The course will combine pre-recorded theoretical contents, which will be available in advance, with synchronous practice live sessions in smaller groups. Main contents:

  • Day 1: Introduction to the electroencephalography (EEG) signal. Biological basis and properties. EEG oscillations. Signal preprocessing for multivariate analyses. Considerations for experimental designs. Pros and cons of Univariate vs. Multivariate approaches.
  • Day 2: Introduction to classifiers: Families and properties. Time-resolved decoding. EEG features for classifier training. Practice with EEG preprocessing and classification (LDA). K-fold cross-validation.

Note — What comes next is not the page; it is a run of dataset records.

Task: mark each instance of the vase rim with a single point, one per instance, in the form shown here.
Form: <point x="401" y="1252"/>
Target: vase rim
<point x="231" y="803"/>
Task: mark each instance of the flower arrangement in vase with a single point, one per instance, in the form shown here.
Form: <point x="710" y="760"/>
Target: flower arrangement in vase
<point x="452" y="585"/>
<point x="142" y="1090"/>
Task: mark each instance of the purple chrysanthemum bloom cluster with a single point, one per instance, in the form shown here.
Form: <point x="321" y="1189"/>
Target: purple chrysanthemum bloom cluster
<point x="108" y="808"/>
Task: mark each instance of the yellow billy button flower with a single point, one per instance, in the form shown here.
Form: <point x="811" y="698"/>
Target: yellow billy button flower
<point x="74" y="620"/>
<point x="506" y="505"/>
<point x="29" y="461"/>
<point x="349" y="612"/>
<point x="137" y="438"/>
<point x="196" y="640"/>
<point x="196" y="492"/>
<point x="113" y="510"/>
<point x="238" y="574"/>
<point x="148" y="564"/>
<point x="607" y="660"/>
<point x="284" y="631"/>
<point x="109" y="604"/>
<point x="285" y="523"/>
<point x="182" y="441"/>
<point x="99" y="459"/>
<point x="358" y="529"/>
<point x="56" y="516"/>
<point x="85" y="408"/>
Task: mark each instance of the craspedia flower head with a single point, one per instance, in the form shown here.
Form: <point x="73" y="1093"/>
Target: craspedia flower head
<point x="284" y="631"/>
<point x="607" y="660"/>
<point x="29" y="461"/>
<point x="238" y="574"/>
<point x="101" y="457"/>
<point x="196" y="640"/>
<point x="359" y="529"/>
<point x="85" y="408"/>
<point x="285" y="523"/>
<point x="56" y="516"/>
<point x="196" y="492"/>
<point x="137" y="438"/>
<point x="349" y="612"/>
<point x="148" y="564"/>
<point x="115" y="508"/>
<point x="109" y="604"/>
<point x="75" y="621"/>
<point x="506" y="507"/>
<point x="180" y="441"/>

  • Day 3: Generalized classification. Searchlight analysis. Practice with time generalization. Evaluation of the performance of classifiers. Controlling methodological and analytical confounds. Practice with classifier interpretation and addressing confounds.
  • Day 4: Introduction to Representational Similarity Analysis (RSA). Practice with RSA in a simple dataset. State segmentation methods. Forward encoding models. Practice with building a simple forward encoding model.
  • Day 5: Introduction to Deep Neural Networks (DNN). Practice with simple DNN (extracting features, RSA and forward encoding).